My wife and I put in our system to do "right thing." Only after the system was in did the other benefits become obvious, as well as the fact that our system returns 4.6% tax free, more than 4X better than the cash that was sitting in a money market account.


----------



## lml999 (May 18, 2016)

jebatty said:


> The federal 30% tax credit is good through 2019 and then scales back in steps.
> http://energy.gov/savings/residential-renewable-energy-tax-credit
> 
> Solar-electric property
> ...



Good information here. 

Additionally, the Renewable Energy Credit program is in its second phase - SREC 2. The first phase provided a higher return on a per KW basis. SREC 2 provides a return that puts us just ahead of the carrying costs on a low interest "solar" loan offered by a number of banks in Massachusetts, making the investment a no brainer.

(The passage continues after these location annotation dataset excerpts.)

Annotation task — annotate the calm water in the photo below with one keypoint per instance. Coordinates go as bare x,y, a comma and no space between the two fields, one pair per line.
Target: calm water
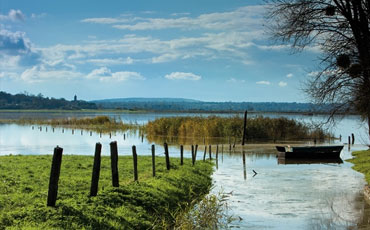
280,196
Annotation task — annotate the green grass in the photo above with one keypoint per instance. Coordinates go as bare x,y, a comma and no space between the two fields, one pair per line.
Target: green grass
134,205
361,163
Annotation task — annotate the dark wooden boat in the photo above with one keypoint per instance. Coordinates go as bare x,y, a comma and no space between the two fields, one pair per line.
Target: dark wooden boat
288,161
309,152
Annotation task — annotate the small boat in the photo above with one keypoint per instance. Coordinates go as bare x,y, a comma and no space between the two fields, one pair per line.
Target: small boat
317,152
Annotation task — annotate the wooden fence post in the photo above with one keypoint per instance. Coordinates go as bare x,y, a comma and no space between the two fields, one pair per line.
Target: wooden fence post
181,155
192,155
245,126
153,160
167,156
54,176
114,163
134,156
205,152
96,170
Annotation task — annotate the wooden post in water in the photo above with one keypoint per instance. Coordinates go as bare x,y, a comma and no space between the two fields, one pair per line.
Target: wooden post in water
167,156
114,163
205,152
181,155
244,167
245,126
54,176
96,171
195,154
349,142
134,156
153,160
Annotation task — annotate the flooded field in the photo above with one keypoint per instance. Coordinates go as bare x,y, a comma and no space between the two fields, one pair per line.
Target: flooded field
265,192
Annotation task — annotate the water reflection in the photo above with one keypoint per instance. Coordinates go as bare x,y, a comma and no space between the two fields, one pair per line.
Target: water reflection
286,161
282,195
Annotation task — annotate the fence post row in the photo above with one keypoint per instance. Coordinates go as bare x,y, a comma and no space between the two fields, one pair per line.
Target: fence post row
114,163
167,156
54,176
96,170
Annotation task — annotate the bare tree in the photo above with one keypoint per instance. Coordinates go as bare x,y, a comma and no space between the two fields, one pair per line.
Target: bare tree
341,29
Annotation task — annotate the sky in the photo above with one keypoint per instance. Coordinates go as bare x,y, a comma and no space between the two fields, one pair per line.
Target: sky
210,50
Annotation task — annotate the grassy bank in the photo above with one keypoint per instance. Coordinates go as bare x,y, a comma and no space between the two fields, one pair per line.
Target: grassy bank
134,205
212,126
361,163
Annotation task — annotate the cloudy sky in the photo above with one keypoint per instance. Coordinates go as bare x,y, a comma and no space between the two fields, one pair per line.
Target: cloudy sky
212,50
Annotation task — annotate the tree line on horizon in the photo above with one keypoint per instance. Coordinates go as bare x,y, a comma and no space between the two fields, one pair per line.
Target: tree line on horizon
27,101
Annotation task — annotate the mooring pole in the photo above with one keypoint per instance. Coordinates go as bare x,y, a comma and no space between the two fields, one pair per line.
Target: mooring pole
245,126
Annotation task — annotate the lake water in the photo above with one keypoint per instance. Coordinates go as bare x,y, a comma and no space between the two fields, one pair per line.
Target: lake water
282,195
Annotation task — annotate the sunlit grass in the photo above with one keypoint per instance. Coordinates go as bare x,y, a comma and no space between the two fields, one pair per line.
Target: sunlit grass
134,205
361,163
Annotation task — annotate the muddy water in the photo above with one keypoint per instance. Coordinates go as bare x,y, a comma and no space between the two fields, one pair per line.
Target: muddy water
280,195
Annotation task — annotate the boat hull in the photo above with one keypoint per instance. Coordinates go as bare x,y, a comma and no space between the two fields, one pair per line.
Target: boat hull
313,152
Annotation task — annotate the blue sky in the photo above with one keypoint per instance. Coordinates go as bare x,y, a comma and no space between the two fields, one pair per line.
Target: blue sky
209,50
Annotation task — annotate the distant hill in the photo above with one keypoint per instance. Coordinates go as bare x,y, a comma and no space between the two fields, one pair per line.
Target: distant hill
189,105
26,101
143,99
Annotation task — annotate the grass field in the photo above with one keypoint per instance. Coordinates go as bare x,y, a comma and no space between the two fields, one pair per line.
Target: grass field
361,163
145,204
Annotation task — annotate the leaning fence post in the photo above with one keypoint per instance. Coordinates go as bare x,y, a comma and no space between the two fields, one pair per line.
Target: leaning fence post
54,176
192,154
205,152
114,163
96,170
134,156
167,156
153,160
245,127
181,155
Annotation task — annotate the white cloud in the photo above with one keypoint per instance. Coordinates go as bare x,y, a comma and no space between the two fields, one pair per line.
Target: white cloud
110,61
41,73
105,20
105,74
282,84
13,15
183,76
263,83
243,18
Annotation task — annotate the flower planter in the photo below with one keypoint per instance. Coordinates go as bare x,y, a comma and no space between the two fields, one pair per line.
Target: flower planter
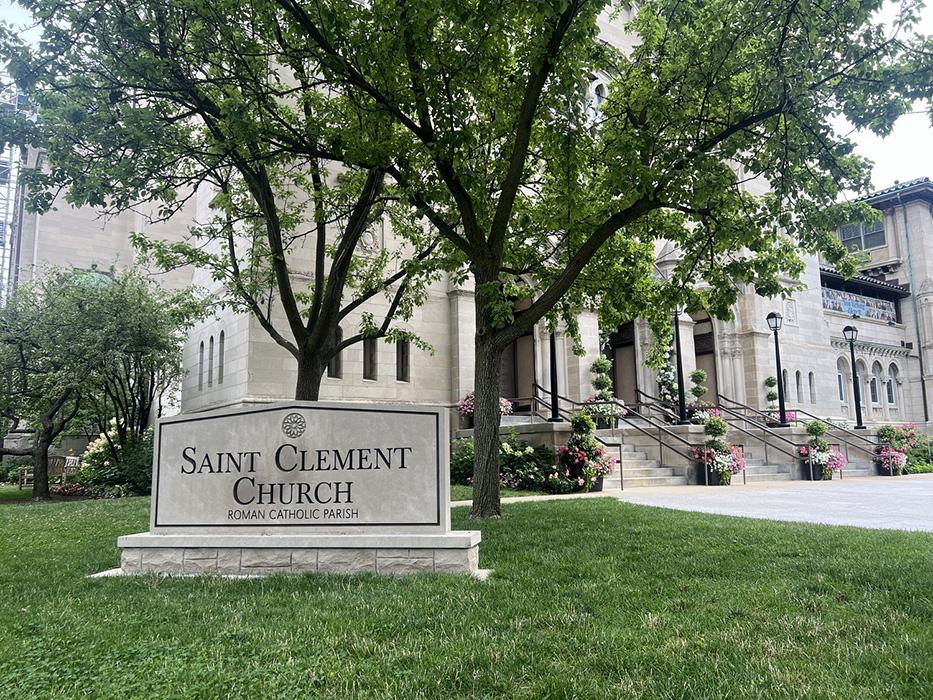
814,473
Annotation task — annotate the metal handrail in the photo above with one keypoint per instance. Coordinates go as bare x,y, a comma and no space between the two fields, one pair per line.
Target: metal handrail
567,415
792,453
840,429
832,428
765,429
661,428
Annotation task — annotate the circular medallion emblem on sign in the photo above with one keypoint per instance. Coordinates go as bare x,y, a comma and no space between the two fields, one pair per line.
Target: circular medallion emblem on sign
293,425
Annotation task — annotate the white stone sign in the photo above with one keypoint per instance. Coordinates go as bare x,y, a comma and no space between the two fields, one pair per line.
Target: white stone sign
293,487
314,467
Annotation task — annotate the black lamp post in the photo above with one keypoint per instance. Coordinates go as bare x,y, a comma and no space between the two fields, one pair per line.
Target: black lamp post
775,320
681,399
850,333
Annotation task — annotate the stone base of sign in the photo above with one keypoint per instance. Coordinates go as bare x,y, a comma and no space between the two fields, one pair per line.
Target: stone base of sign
260,555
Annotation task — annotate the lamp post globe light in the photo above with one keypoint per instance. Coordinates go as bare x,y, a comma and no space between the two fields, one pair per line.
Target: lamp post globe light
850,333
681,400
775,321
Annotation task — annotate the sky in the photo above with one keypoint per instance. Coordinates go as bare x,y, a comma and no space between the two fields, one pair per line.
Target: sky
907,153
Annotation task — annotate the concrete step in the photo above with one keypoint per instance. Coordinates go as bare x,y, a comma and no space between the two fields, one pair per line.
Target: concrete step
761,476
639,472
655,481
768,468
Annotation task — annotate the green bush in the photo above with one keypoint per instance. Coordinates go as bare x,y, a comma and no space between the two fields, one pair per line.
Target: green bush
920,458
521,466
11,466
131,469
715,427
601,365
461,461
816,428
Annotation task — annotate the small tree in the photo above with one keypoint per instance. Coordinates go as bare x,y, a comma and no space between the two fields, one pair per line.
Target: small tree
73,341
144,327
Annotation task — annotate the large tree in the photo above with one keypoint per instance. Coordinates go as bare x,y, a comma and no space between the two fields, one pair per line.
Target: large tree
497,141
148,103
478,111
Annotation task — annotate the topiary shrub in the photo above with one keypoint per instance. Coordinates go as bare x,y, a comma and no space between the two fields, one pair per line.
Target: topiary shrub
816,428
715,427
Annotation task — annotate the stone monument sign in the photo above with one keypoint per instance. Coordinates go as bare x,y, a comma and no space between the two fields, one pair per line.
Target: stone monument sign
295,487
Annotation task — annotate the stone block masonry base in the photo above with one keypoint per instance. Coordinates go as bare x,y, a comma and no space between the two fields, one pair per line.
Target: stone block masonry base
259,555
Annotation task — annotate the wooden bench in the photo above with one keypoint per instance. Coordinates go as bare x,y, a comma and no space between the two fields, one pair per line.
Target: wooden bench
58,467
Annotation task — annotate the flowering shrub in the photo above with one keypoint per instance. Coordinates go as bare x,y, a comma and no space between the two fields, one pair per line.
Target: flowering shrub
466,406
130,467
581,462
602,404
902,438
720,457
598,407
837,461
700,411
818,453
521,466
716,455
896,440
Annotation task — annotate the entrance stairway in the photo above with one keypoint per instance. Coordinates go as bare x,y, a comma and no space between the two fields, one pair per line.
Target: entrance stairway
636,468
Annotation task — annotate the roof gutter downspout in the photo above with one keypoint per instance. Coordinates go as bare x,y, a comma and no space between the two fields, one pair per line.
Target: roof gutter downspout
913,298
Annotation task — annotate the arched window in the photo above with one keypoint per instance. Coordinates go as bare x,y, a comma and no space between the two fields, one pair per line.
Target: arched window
874,384
842,378
370,360
861,371
892,385
402,360
220,359
335,364
210,362
201,366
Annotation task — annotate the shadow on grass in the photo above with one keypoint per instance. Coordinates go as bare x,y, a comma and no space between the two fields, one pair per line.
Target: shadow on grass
590,598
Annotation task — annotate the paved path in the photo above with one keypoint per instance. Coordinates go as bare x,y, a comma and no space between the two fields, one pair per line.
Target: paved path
900,503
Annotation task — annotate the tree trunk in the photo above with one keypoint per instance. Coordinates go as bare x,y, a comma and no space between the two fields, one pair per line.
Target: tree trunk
310,373
40,470
486,419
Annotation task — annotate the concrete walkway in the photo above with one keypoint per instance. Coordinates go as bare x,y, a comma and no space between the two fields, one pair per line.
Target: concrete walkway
900,503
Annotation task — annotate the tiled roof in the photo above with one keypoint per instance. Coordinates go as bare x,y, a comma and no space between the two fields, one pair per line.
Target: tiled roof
919,183
870,281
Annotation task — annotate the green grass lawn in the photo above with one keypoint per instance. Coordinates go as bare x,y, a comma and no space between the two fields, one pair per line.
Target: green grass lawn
590,599
460,492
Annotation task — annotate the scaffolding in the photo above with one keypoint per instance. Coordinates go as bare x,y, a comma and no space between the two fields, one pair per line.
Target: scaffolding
10,103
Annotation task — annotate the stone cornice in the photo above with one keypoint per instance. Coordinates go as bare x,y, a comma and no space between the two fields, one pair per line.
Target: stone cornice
878,349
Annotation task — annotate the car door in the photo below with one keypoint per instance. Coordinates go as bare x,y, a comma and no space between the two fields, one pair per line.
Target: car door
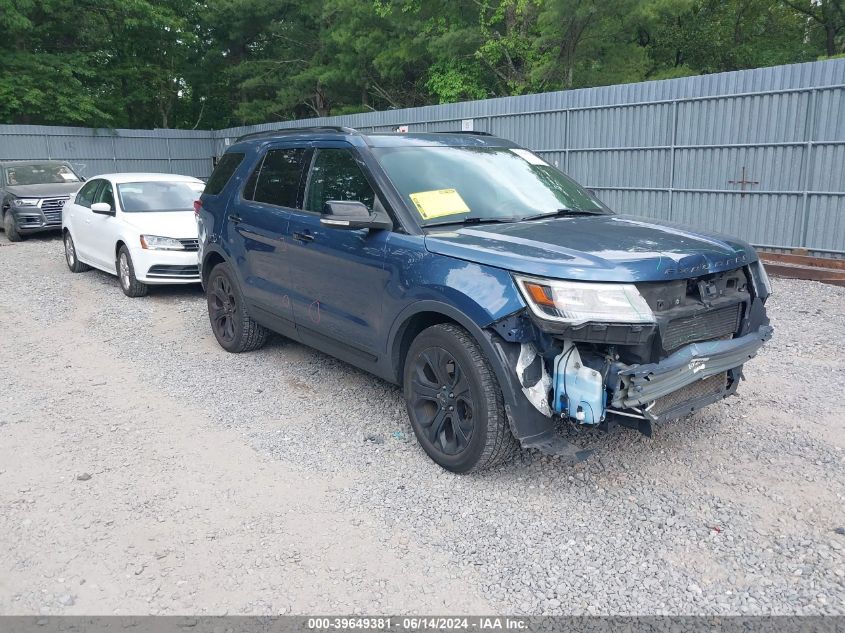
260,220
104,229
80,216
337,275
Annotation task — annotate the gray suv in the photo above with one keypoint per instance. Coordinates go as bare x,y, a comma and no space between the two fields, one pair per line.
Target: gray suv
32,194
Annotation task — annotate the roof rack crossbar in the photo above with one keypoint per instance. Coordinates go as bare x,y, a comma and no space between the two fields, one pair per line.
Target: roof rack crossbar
281,131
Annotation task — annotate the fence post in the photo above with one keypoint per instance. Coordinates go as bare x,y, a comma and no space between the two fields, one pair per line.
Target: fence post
809,137
169,155
566,140
674,140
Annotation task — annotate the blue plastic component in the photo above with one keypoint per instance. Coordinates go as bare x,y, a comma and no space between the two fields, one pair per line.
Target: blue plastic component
579,391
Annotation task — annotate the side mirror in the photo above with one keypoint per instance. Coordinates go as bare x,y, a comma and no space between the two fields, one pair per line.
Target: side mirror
352,215
102,208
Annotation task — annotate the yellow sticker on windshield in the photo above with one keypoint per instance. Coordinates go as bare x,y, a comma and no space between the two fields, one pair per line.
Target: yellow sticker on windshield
437,203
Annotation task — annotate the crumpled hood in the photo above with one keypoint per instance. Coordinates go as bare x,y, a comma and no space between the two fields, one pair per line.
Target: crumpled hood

With SREC 3, the credit will be lower, potentially not covering the system costs.

I don't know when SREC 2 runs out and SREC 3 kicks in. All I know is that I signed a PV contract this week on a house I don't own yet...I want to make sure that we get it done this calendar year, and that I don't miss out on the SREC 2 level reimbursement. Also, I just heard that the utility company is looking to get the net metering credits lowered to 40% of retail, rather than the 85% (ish) currently.

Public policy in action!


----------



## peakbagger (May 18, 2016)

Its pretty simple in Massachusetts, either pay to put solar on your roof or pay for your neighbor to install a system via surcharges on your electric bill. Renewables and efficiency incentive efforts for commercial and institutional are all being funded by surcharges on utility bills and as the ball get rolling, those left buying the electricity are going to see their bill skyrocket even if nat gas remains cheap.

Not sure on the climate in CT


----------



## lml999 (May 18, 2016)

peakbagger said:


> Its pretty simple in Massachusetts, either pay to put solar on your roof or pay for your neighbor to install a system via surcharges on your electric bill. Renewables and efficiency incentive efforts for commercial and institutional are all being funded by surcharges on utility bills and as the ball get rolling, those left buying the electricity are going to see their bill skyrocket even if nat gas remains cheap.
> 
> Not sure on the climate in CT



Well...the SRECs are a national (actually state by state) program, as is the federal tax rebate.

Again, public policy at work. Government is choosing to make specific investments to drive desired behaviors. In my case, they're incenting me to invest in a large solar array that is bigger than my individual needs. The excess will go back onto the grid and be consumed by my neighbors. As a result, Eversource will not have to provide quite as much total capacity. I see that as a win-win. And in the case of my local area, I can actually direct my excess to another customer and work out a side arrangement with them for reimbursement.


----------



## peakbagger (May 18, 2016)

SRECs are not national, every state has different rules and participation. I just got my SREC check for NH which is around $45 a MWh while Mass was paying $430 per MWhr. I would much prefer to sell mine in the Mass market but Mass doesn't allow it.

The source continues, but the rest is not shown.